Power never disappears.
It is just transferred from one who has it to another who doesn't.
That's the point of this All-American, F*ck-Your-Buddy tale, literally and figuratively, where everybody loses, by Rick Casey in the Houston Chronicle, 1/19/05.
It also suggests that the demise of the mandatory part of the U.S. Sentencing Guidelines, which gave the prosecutor more power than the judge, has now flipped that switch. U.S. v. Booker (2005)
The judge now has a sentencing over-ride on the games prosecutors play, taking some of the gain out of the game.
One of the warning signals that should not be ignored in this account is that a borrower was indicted for falsely claiming on a loan application that she would be living in the mortgaged house, when in fact she was helping out her sister who would actually live there.
Since the loan was from a federally chartered lending institution, this lie became a federal felony.
We had a fellow in San Francisco who acquired several hundred apartments in flamboyant real estate operator fashion, borrowing lots of money from banks. Then he began selling units. That's how he created a lifestyle that advertised his new found success.. He asked friends to buy a unit, promising 30% return on investment. He'd even lend you the down payment. How could you turn that down. Some attorneys didn't, including several assistant district attorneys who later sweated it out before a federal grand jury. The 30% return lure that some bit on was the red flag for at least one person he'd approached. If a deal sounds too good, watch out.
All you had to do to acquire this nice apartment in a nice part of town was to check the box, i.e. represent, on the loan application from the bank that you intended to live there, which you didn't. Allegedly.
Lenders regard owner occupants to be better financial risks than absentee landlords who may see the unit not as a home, but an investment that can be let go of when times get rough.
Mr. Real Estate Operator was sentenced to 30 years in the federal penitentiary, by a federal judge who was impressed with the audacity of the man in what the jury found to be a huge fraud. This was, primarily because at sentencing, Mr. REO was decidedly unrepentant, claiming that everybody did this.
If you must stand before a judge for sentencing, particularly a federal judge in the business of making examples of people for the benefit of the rest of the world who might be tempted, the posture you want to adopt, internalize, and display with every appearance of fervent belief, is remorse, a sincere and profound sense of remorse, as in, "How could I have been so foolish? This will never happen again, judge."
As a result, Mr. REO became the poster boy and set the curve for "excessive takings" when the guidelines first went into effect, because a lot of money had gone over the dam.

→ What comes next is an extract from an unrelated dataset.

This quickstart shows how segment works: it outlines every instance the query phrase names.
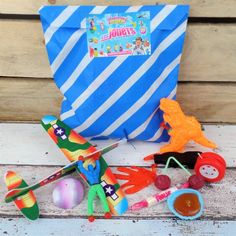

The best man at his wedding was his title company partner, who got off with only a year in the pen for testifying against him.
Don't mess with those loan applications, especially when someone tells you it's okay, everyone does it. You could wind up in the bucket and lose your law license.
That's what happened to Mr. REO's attorney, the expert in financing development projects, who also did only a year in the pen for testifying against his former client.
It may be tempting, and profitable, at first, to become engaged in client business affairs. Silicon Valley attorneys have been doing something like it for years and have waxed fat. Others have found it the road to perdition.
I once had an investigator who worked for various attorneys. One of them was representing a drug dealer. Mr. P.I. got to know Mr. Dealer, who was a personable guy, as you might expect from a salesman-entrepreneur. Since Mr. P.I. was accustomed to doing all sorts of errands on behalf of the client at the request of the attorney, his guard was down when the client called him directly one day and asked him to pick up a package at the airport. Sure, happy to do so. Just goes on the bill. And off he goes.
When it inevitably turned out that this package represented a controlled delivery of illegal narcotics, guess who was on the hot seat.
It took some doing and the feds eventually accepted that this was what happened. But the lesson for Mr. P.I. was to take instructions only from the attorney who employed him, not from the client who employed the attorney.
There's a difference.
And this illustrates the reason.
I'm not sure they teach you this in law school either.